1. Introduction
Sunflower (
Helianthus annuus L.) is one of the most important crops for the production of high-quality oil and seeds consumed by both humans and livestock. Last year’s FAO scientific review states that climate change represents an unprecedented challenge to food security, and due to its impact, plant diseases that ravage economically important crops are becoming more destructive and pose an increasing threat to food security and the environment [
1]. A plant’s response to stress is complex, varies in time (e.g., early or delayed responses), and differs in space (e.g., whole plant, organs, tissues, or cell types). It is also governed by networks that are likely to involve numerous signaling pathways and genes [
2]. Moreover, abiotic and biotic stresses can interact in complex ways. Over the past decades, many groups have conducted genetic, genomic and transcriptomic experiments at different stages and under different conditions to understand the regulatory and genetic basis for many stress related responses in sunflower [
3,
4,
5,
6,
7]. Yet the identification of causal genes in these cases is very limited, mainly due to the lack of statistical power and poor experimental design. It is known that Helianthus species possess a rich spectrum of non-redundant defense mechanisms, many of which have been introduced into cultivated sunflowers from their wild relatives [
8,
9]. Moreover, fungal resistance in crops is typically governed by many interacting
loci, which each offer small contributions [
10]. Identifying those causal
loci via strategies such as genome wide association studies (GWAS) and quantitative trait
loci mapping (QTL mapping) is very challenging and cumbersome. The genomic regions surrounding GWAS markers and those encompassing QTL mapping intervals can be extensive, including hundreds of genes, only a few of which may be potentially causal. To make matters worse, the sunflower genome is only partially annotated. Only ~60% of the genes are annotated with at least one Gene Ontology (GO) term, and all annotations being in silico (inferred from phylogeny (IBA) or electronic (IEA) annotation). Moreover, only ~22% of gene products have at least one BP GO annotation, and only 864 (1.6%) out of the total gene products are annotated as “defense response”, whereas this figure rises to 8% in
Arabidopsis thaliana [
11,
12].
To date, several novel automated function prediction methods have been developed to address this knowledge gap. Among them, top scoring methods incorporate algorithms utilizing gene co-expression data to infer biological functions through the Guilt-By-Association principle [
13,
14]. Historically, BLAST [
15] and InterProScan [
16] using sequence similarity and presence/absence of domains, respectively, have been the major annotation pipelines. The top scoring methods include machine learning techniques and novel ways to integrate genomic features, sequence intrinsic properties, protein-protein interactions, and other omics data and transfer these new annotations to unknown genes [
17]. As expected, the assignment of molecular function (MF) GO terms significantly outperforms the assignment of BP GO terms in these machine learning methods [
18]. Moreover, given the scarcity of data from different functional omics studies, such as protein interaction assays, in non-model organisms, such as sunflower, gene-expression based automated functional prediction remains of great importance, especially for the prediction of BP GO terms [
13,
19]. Therefore, re-analyzing transcriptome data as a whole enhances functional annotation by leveraging the collective knowledge gained from multiple experiments. To date, several authors have focused on multi-study co-expression networks to gain a deeper understanding of specific biological processes [
20], for example in the model plant
Arabidopsis thaliana [
13,
14]. The work of Depuydt et. al. (2021) [
13] in Arabidopsis showed very promising results in annotating unknown Arabidopsis genes with multi-study co-expression networks, especially using the BP GO terms under the category “response to stimulus”. Taken together, these network analyses can provide new knowledge for the field under study.

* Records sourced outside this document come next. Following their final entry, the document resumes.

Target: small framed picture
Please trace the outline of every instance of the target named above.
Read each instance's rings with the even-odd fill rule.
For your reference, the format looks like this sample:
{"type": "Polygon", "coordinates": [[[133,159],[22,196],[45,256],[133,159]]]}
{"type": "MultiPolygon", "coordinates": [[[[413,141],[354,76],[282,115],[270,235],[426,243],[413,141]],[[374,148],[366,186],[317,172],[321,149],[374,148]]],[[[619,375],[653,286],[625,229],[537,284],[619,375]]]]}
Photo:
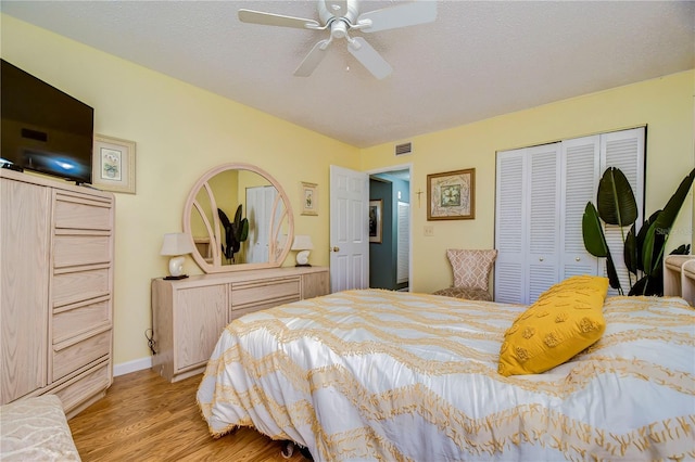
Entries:
{"type": "Polygon", "coordinates": [[[94,134],[91,183],[104,191],[135,194],[135,141],[94,134]]]}
{"type": "Polygon", "coordinates": [[[318,215],[318,185],[302,181],[302,215],[318,215]]]}
{"type": "Polygon", "coordinates": [[[381,244],[381,232],[383,231],[383,221],[381,220],[382,200],[369,201],[369,242],[381,244]]]}
{"type": "Polygon", "coordinates": [[[427,220],[476,218],[476,169],[427,176],[427,220]]]}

In this work, we investigated the potential of gene co-expression networks generated from multi-study datasets from all public RNAseq bio-projects currently available for sunflower to identify and/or validate candidate
loci for defense or fungal resistance. We focused on identifying and categorizing gene candidates for two major fungal diseases, Verticillium wilt and Sclerotinia head rot.
Verticillium dahliae (Vd) is a soil-borne and seed-borne pathogen that is capable of infecting hundreds of plant species including sunflower. Infection by
V. dahliae causes vascular discoloration and systemic wilting [
21]. On the other hand, the necrotrophic fungus
Sclerotinia sclerotiorum can behave as an air-borne and a soil-borne pathogen, and is the causal agent of three distinct diseases in sunflower (sclerotinia root rot, sclerotinia stem rot, and sclerotinia head rot) [
22]. Altogether, these pathogens affect oil quality and under favourable conditions may lead to massive production loss [
23]. Different studies have identified many candidate genes potentially involved in the resistance against these diseases [
21,
24,
25,
26] but as we mentioned, narrowing down the culprits is difficult.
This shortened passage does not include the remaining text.